Ecco cosa prevede il Lazio in zona gialla: spostamenti

È consentito circolare dalle 5 alle 22 all’interno della propria Regione o Provincia autonoma. Quindi è vietato circolare dalle 22 alle 5 e spostarsi in altre Regioni, salvo comprovati motivi di lavoro, necessità o salute. Rientro alla residenza, domicilio, o abitazione sempre consentito. Inoltre sarà possibile recarsi nelle seconde case che si trovano fuori Regione. Resta il coprifuoco dalle 22 alle 5.

Visiste ai parenti o amici

È consentita una sola visita al giorno a casa di amici e parenti, a un massimo di due persone, oltre a quelle già conviventi nell’abitazione di destinazione. La persona o le due persoen che si spostano potranno comunque portare con sé i figli minori di 14 anni (o altri minori di 14 anni sui quali le stesse persone esercitano la potestà genitoriale) e le persone disabili o non autosufficienti che con loro convivono. Dalle 5 alle 22 sarà non necessaria l’autocertificazione.

Bar e ristorazione

Si potranno consumare cibi e bevande all’interno dei bar, dei ristoranti e delle altre attività di ristorazione dalle 5 alle 18. Dalle 18 alle 22 è permesso solo l’asporto di cibi e bevande dai locali con cucina. Mentre la consegna a domicilio non prevede alcun limite di orario. È vietato consumare cibi e bevande in strade o parchi dalle 18 alle 5.

Attività commerciali al dettaglio e centri commerciali

I centri e i parchi commerciali restano chiusi nei giorni festivi e prefestivi, ma rimangono aperti al loro interno negozi alimentari, farmacie, parafarmacie, presidi sanitari, punti vendita di generi alimentari, tabaccherie, edicole, vivai, librerie.

Scuola

Le attività si svolgerenno in presenza al 100% per le scuole dell’infanzia, elementari e medie; alle scuole superiori è prevista la didattica in presenza alternata per minimo il 50% e fino al 75% degli alunni. Università chiuse o aperte su autonoma decisione, in base all’andamento dell’epidemia.

Trasporti pubblici

Riempimento massimo al 50% dei mezzi di trasporto pubblico locale, ad eccezione del trasporto scolastico dedicato.
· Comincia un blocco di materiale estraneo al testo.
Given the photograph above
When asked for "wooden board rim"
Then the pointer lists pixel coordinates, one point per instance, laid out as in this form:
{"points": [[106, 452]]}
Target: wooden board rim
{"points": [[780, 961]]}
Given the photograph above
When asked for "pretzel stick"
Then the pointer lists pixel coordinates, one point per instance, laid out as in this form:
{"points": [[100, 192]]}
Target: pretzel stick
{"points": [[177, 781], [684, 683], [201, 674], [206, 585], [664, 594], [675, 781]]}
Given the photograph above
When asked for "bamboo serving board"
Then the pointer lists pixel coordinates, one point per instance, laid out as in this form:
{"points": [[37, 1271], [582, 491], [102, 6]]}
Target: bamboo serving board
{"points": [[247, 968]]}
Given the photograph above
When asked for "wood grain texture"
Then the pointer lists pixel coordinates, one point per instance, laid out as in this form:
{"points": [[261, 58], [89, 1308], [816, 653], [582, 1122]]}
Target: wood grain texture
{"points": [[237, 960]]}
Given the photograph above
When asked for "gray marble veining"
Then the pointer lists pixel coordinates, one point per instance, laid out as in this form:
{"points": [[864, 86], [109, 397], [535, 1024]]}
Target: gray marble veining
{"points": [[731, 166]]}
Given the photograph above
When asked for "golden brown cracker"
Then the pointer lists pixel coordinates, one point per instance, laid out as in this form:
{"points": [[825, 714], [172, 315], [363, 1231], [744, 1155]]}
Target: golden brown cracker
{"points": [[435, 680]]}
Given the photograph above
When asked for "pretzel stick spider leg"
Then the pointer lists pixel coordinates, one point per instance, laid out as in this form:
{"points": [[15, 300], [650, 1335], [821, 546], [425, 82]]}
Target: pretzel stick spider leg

Attività culturali, musei e luoghi di svago

Luoghi di cultura, mostre e musei aperti dal lunedì al venerdì, con esclusione dei giorni festivi, nel rispetto del distanziamento e delle altre misure di prevenzione. Continueranno a restare chiusi cinema e teatri. Sospese le attività di sale scommesse, bingo, sale giochi e slot machine anche in bar e tabaccherie.

Attività motoria e sportiva

Rimangono chiuse palestre e piscine. Mentre restano aperti i centri sportivi, pubblici e privati, per svolgere all’aperto l’attività sportiva di base, nel rispetto delle norme del distanziamento sociale. No allo sport di contatto. Sì agli allenamenti per sport di squadra, che potranno svolgersi all’aperto.